We haven’t always excelled at realizing this vision, or even articulating it so concretely. But we’ve always had a sense of what it was, and always kept it in mind. The vision ensures that as we meander along the path, we know we’re still headed, however vaguely, in the right direction.

The broader message: every major project should set aside time to identify its vision, those basic principles that cannot be compromised without compromising the project itself. Such principles are critical insurance against bloat, ill-conceived features, and technical debt. Many things can risk a project’s continued success; a strong vision is a core mitigation against that risk.

Reflection

Cirrus has been an active project for over five years, and a concept for more than eight.

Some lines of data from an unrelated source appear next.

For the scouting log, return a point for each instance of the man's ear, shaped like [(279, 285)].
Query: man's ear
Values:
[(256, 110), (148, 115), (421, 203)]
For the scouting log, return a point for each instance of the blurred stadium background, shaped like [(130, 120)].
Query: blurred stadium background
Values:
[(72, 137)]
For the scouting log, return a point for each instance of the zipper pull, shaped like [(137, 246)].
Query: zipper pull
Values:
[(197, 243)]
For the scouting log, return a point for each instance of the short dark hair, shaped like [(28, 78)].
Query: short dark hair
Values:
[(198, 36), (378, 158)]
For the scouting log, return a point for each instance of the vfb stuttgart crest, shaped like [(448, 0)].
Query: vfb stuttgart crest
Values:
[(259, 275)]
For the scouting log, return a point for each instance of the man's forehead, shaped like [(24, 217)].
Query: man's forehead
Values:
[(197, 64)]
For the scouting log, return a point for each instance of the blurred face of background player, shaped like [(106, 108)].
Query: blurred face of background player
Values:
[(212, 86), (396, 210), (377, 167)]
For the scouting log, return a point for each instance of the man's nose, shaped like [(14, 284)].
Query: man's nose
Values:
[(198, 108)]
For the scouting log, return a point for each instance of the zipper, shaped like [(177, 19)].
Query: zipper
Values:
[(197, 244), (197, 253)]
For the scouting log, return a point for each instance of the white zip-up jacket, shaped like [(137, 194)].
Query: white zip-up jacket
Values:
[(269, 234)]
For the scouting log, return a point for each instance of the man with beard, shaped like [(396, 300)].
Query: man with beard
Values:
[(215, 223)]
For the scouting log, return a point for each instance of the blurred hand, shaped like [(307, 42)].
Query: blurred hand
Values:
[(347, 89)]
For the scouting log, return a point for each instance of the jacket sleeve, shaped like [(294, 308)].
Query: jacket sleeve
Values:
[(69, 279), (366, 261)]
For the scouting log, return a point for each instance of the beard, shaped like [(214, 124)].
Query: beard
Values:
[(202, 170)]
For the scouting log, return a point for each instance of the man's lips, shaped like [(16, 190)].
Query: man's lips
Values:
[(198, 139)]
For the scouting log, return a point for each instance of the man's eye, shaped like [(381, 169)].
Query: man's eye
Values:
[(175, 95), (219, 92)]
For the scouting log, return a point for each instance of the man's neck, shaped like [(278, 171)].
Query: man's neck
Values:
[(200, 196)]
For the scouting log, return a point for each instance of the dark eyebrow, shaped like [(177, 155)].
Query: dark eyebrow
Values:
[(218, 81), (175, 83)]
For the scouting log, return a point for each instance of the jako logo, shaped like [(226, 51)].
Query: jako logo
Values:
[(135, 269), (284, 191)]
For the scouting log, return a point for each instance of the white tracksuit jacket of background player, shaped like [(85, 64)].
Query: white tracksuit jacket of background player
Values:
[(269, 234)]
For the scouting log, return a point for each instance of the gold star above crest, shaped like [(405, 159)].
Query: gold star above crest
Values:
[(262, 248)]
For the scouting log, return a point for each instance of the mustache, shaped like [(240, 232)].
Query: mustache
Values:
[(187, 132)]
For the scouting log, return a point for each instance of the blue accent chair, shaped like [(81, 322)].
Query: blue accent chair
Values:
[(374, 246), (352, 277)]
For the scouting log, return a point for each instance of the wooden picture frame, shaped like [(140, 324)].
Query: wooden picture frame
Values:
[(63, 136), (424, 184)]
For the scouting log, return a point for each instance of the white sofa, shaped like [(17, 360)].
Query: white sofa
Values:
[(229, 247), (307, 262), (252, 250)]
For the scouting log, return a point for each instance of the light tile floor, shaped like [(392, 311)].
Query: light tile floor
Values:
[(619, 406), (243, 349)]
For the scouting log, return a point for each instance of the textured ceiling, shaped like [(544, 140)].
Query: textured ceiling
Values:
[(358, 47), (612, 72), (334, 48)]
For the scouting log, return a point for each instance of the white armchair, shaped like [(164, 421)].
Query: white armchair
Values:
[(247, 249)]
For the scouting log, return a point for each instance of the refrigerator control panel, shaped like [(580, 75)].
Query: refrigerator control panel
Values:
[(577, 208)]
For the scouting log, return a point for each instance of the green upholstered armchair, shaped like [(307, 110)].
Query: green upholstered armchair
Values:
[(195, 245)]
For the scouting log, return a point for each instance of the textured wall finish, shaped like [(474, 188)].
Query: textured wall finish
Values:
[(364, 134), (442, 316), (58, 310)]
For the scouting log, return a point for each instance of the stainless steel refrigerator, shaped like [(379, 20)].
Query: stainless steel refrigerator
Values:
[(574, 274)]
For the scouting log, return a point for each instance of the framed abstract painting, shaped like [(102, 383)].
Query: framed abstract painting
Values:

We’ve invested a not insignificant amount of time building it out to what it is today, and have used it as a foundational component for a number of customer and internal projects, including as the data orchestration framework for our public Earth Search catalog. Cirrus is a key technology that enables us to develop these projects efficiently and effectively. Reflecting on how we’ve then developed Cirrus is all the more interesting given its importance in our work.

To recap, the three lessons I found from my experience working on Cirrus are:

  • Follow the money: understand the motivations of those who are providing the resources for developement
  • The pendulum is real: development is inevitably something of a random walk searching a problem space for an optimal solution
  • The vision remains unchanged: know the core principles guiding a project and do not compromise them

As you navigate your own journey, whether that’s in open source geospatial development like me or something else entirely, I encourage taking time to document where you’ve been and where you’re headed. Reflect on what you’ve learned. Do these three lessons apply to your projects? What other lessons emerge from your experience? I’d be interested to hear what others discover in their own retrospectives.